BAR E RISTORANTI IN ZONA GIALLA, CON IL SUPER GREEN PASS ECCO COSA CAMBIA


ROMA – Da oggi sono 11 le regioni italiane in zona gialla: Lombardia, Piemonte, Lazio, Sicilia, Calabria, Friuli-Venezia Giulia, Liguria, Marche, PA Bolzano, PA Trento e Veneto.

Cosa comporta questo passaggio per ristoranti e bar?

Rispetto alla zona bianca sostanzialmente nulla a seguito dell’introduzione del Super green pass.

Di seguito vediamo in dettaglio con Alessandro Klun, autore di diversi testi sul diritto della ristorazione, e che durante il lockdown ha pubblicato No show e recesso dalla prenotazione ristorativa.

Premesso che con tale colorazione le attività di somministrazione alimentare restano regolarmente operative e aperte al pubblico – ricorda l’esperto – è necessario il green pass rafforzato (per vaccinati o guariti) per mangiare al chiuso, sia al banco che al tavolo e nessun limite è previsto al numero dei commensali.

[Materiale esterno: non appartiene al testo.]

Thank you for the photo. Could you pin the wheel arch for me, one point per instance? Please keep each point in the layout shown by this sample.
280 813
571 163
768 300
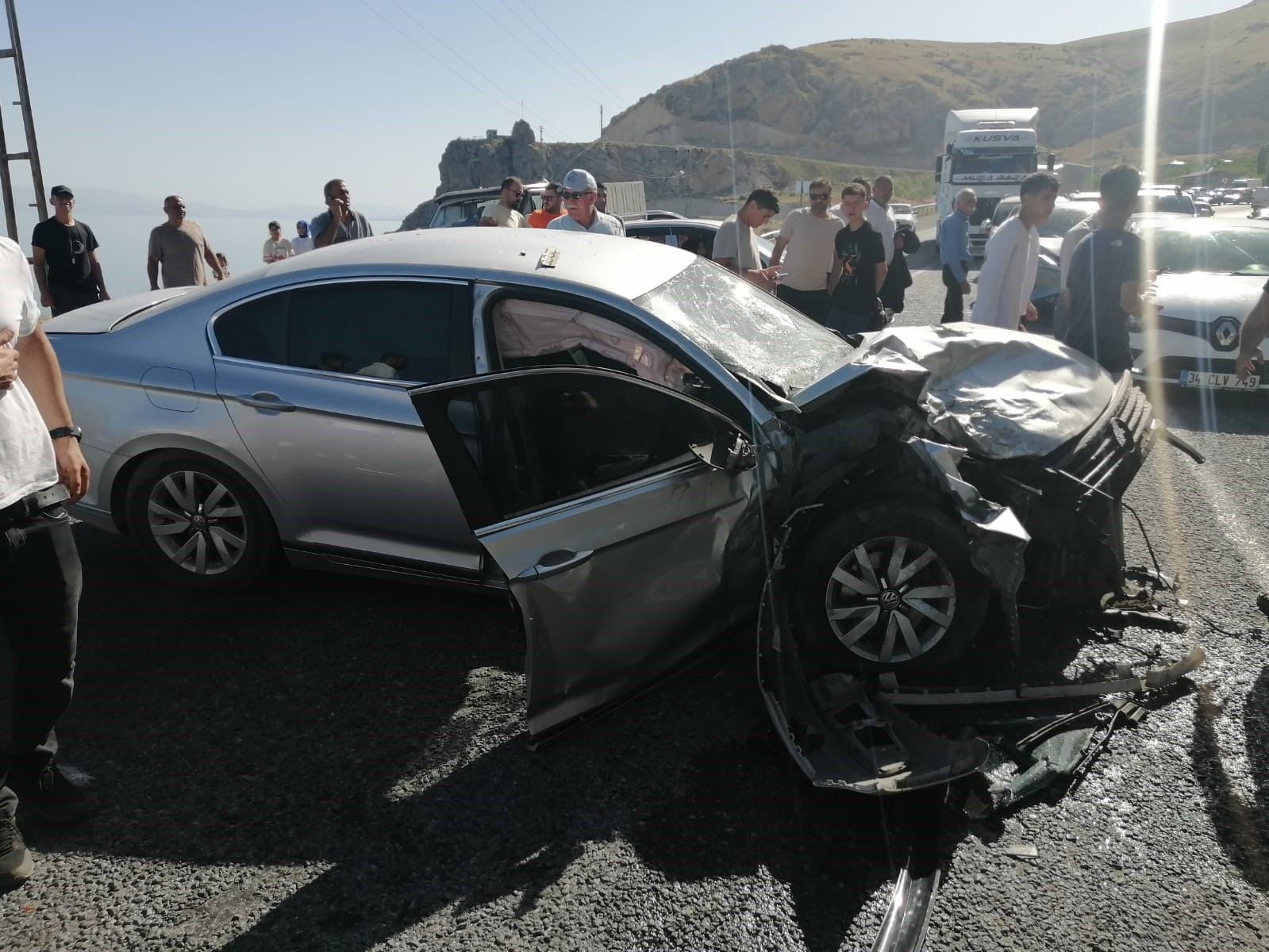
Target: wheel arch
144 450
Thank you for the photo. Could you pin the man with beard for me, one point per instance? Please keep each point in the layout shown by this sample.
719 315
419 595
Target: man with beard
65 255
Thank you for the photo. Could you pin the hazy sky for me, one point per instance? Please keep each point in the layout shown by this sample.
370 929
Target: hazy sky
253 103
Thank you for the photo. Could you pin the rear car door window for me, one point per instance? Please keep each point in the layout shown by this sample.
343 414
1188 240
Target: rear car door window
405 330
550 436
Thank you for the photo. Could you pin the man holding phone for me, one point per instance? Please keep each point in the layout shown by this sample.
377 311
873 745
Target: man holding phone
805 247
339 222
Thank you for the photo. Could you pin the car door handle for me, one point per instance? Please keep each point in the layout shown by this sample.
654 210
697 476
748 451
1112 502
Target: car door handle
555 562
263 400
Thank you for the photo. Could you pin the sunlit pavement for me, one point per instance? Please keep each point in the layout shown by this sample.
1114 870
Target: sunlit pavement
330 763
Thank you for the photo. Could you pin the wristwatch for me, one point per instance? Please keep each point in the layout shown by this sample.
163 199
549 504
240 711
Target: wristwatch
66 432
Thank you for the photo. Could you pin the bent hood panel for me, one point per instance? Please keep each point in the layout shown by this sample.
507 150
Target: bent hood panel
997 393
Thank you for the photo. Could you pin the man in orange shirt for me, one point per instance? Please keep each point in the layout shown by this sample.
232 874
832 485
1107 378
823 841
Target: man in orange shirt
550 209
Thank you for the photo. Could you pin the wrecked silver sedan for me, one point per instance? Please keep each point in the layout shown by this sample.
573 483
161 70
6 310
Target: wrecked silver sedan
626 437
637 460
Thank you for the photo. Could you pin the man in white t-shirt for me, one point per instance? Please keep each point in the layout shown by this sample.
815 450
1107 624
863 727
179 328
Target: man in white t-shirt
40 467
736 241
580 196
504 213
805 248
1008 274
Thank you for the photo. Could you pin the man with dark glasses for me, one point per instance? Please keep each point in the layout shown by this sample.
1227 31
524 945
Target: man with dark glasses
806 249
504 213
551 207
580 194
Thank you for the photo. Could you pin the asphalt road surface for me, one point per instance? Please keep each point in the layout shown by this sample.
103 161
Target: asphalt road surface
332 763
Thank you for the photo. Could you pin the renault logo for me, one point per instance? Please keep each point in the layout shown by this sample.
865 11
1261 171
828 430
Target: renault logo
1225 333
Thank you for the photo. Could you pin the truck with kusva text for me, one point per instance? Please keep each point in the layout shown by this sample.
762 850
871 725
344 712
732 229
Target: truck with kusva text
990 152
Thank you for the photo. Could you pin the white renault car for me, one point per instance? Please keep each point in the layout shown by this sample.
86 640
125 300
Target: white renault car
1211 273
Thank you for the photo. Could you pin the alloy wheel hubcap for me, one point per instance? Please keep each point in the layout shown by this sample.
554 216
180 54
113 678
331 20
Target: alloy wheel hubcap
197 522
890 600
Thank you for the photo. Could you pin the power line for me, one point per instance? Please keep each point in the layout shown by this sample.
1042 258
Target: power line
544 61
451 69
617 97
556 44
451 50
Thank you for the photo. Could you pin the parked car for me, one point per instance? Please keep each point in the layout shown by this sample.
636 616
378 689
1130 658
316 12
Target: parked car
1211 272
466 207
904 215
693 235
652 215
617 433
1154 200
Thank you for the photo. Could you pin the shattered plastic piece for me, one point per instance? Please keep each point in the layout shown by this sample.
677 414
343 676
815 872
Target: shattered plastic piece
1154 678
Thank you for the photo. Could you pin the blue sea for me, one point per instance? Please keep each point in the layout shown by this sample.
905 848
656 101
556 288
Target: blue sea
125 239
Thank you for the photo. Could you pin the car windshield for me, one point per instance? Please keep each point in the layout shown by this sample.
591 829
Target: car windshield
1177 205
1063 219
749 332
1221 251
465 213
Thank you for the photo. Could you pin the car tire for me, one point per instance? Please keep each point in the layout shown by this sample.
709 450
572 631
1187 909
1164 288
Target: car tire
198 524
847 616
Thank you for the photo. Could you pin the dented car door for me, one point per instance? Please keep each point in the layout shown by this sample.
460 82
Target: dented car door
612 505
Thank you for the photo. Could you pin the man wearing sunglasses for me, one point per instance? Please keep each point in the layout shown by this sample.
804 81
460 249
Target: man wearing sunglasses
580 194
806 249
506 213
551 207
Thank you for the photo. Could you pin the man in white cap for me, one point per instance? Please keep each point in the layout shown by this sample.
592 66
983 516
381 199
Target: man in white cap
579 194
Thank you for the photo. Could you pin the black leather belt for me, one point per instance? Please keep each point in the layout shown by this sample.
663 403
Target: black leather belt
36 503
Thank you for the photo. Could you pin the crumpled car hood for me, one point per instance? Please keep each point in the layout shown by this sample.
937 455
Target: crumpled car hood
997 393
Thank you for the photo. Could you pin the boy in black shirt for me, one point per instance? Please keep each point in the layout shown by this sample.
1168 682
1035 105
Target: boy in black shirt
858 268
1106 277
65 255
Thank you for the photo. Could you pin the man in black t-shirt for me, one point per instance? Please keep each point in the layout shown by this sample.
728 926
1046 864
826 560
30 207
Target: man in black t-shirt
858 270
65 255
1104 281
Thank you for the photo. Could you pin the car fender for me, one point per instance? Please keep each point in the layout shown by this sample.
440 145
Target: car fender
118 467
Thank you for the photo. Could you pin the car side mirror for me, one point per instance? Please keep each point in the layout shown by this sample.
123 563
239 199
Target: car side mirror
730 452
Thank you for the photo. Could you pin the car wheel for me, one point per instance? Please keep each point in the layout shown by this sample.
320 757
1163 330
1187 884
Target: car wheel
887 587
198 524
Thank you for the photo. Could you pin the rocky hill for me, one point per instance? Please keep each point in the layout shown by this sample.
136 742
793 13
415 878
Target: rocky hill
678 173
883 101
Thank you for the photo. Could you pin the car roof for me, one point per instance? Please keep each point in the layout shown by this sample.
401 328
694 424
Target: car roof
1186 222
525 255
674 222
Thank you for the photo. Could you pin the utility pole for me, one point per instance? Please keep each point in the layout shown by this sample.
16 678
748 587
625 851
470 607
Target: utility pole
32 154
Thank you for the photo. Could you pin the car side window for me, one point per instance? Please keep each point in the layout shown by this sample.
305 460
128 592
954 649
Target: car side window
395 330
392 330
550 436
256 330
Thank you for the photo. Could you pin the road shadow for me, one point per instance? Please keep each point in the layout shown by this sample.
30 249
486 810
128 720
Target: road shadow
1241 822
377 730
1211 410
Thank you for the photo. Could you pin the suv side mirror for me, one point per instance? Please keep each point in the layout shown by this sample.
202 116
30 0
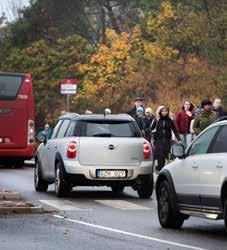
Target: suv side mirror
178 151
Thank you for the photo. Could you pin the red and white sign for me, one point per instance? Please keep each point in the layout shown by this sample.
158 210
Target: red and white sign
68 86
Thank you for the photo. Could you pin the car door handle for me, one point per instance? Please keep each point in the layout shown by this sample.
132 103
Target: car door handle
195 165
219 165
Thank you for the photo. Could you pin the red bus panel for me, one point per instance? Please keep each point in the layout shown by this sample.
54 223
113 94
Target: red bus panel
16 116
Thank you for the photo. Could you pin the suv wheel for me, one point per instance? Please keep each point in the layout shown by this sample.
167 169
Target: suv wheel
62 188
145 188
40 184
117 189
168 217
225 214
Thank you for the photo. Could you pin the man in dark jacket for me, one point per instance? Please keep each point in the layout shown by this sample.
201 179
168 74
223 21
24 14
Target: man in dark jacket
183 121
205 118
217 107
163 137
138 103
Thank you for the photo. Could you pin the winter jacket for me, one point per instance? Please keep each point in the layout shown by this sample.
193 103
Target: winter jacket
148 127
220 112
141 122
164 128
203 120
182 122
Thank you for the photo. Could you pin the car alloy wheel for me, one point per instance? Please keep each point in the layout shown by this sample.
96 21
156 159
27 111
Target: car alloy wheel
167 213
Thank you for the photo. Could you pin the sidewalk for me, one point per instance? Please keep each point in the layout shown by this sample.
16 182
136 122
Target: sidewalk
11 203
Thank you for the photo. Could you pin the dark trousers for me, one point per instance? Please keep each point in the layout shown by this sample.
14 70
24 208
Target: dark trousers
162 150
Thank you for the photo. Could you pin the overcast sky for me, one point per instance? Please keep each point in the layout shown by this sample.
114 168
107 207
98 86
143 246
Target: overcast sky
8 7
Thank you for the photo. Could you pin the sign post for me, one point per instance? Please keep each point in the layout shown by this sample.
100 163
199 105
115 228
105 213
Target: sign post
68 87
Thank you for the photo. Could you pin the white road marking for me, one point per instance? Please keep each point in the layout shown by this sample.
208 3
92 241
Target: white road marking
121 204
64 205
130 234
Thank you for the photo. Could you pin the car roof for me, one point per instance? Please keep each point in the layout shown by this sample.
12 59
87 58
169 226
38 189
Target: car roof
218 123
12 74
93 117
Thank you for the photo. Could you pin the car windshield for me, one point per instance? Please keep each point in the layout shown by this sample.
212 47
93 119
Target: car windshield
104 128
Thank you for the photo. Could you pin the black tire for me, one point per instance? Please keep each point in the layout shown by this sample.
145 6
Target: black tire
146 187
40 184
167 214
117 189
62 188
225 214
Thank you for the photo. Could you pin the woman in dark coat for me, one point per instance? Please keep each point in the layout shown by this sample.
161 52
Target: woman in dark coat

Senza green pass o con quello base (per intenderci da tampone) sono previsti solo tavoli all’aperto e servizi di asporto.

Queste regole, è bene precisarlo, troveranno applicazione fino al 9 gennaio 2022.

Infatti, a partire dal 10 gennaio prossimo, per effetto del decreto-legge 30 dicembre 2021, n. 229, anche per le consumazioni al bancone e al tavolo, pur se all’aperto, verrà richiesto il Super green pass, residuando per chi ne è sprovvisto la possibilità di ricorrere al servizio d’asporto.